Oggi finisce il G20 a Bali dove Giorgia Meloni ha fatto il suo esordio sulla scena mondiale tra i grandi della terra e ha incontrato in importanti incontri bilaterali alcuni degli artefici dei destini del mondo. È il terzo incontro internazionale, dopo il faccia a faccia informale con Macron a Roma e il viaggio ufficiale a Bruxelles, a segnalare la volontà di dialogo del nuovo governo di centrodestra. Sembrava una partenza se non facile, per lo meno in pianura e sotto i riflettori, e invece le cose sono andate diversamente, con uno scontro durissimo con Parigi sulla questione migranti, battaglia arrivata nei palazzi dell’Unione Europea a Bruxelles.



Era forse prevedibile, se non nei tempi nella sostanza, la voce grossa con i maggiori partner europei.

Il fatto è che la conduzione franco-tedesca dell’Unione non esiste più ed è difficile capire dove l’Ue stia andando.
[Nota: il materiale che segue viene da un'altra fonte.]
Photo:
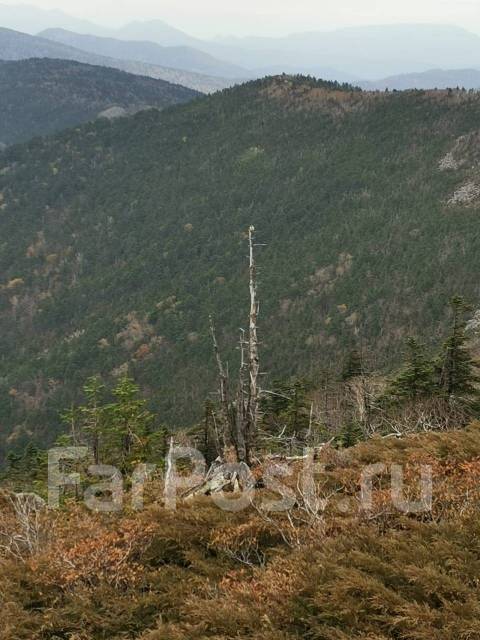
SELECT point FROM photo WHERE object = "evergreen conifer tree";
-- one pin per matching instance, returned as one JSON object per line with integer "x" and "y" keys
{"x": 417, "y": 378}
{"x": 456, "y": 369}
La guerra in Ucraina ha tolto il velo alla realtà. l’Europa è senza sovranità, perché senza la forza, senza il monopolio della violenza, non può avere nessuna politica estera e di sicurezza, a partire da una gestione sensata della politica energetica. Tutto si tiene: la sovranità non è un concetto astratto. In questi frangenti, la realtà è durissima: ogni paese mette al centro i propri interessi senza riguardi, cercando di massimizzare i vantaggi, ma più che altro cercando di limitare i danni che la guerra comporta.
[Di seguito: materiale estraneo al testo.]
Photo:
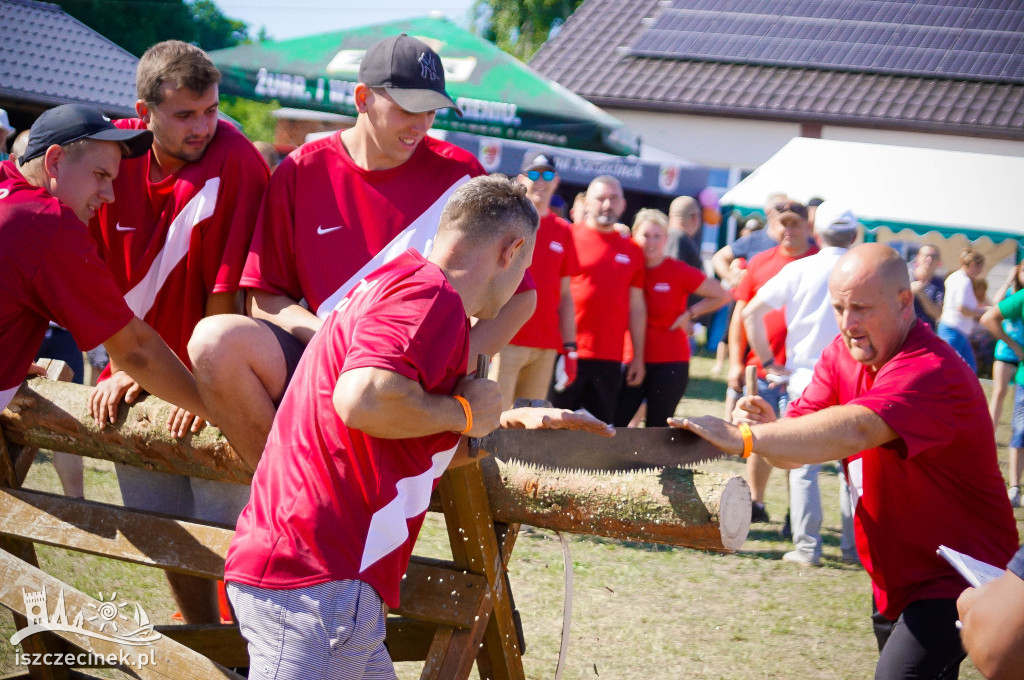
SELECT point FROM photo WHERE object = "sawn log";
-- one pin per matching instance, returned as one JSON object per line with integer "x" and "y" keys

Se la Germania non ride, con la necessità di ridisegnare una strategia economica dopo la chiusura degli approvvigionamenti energetici dalla Russia, anche la Francia è costretta a barcamenarsi tra i suoi desideri, spesso velleitari, e la realtà di una crisi che sta colpendo duramente un’economia già segnata dalla pandemia. Una Francia che vede anche minacciati i suoi sogni di paese leader militare all’interno dell’Ue grazie all’idea di una divisione di ruoli con la Germania: a Berlino il compito di fare da locomotiva dello sviluppo, a Parigi la gestione della difesa, data la sua dotazione nucleare, l’eredità dell’impero coloniale e il posto nel Consiglio di sicurezza alle Nazioni Unite.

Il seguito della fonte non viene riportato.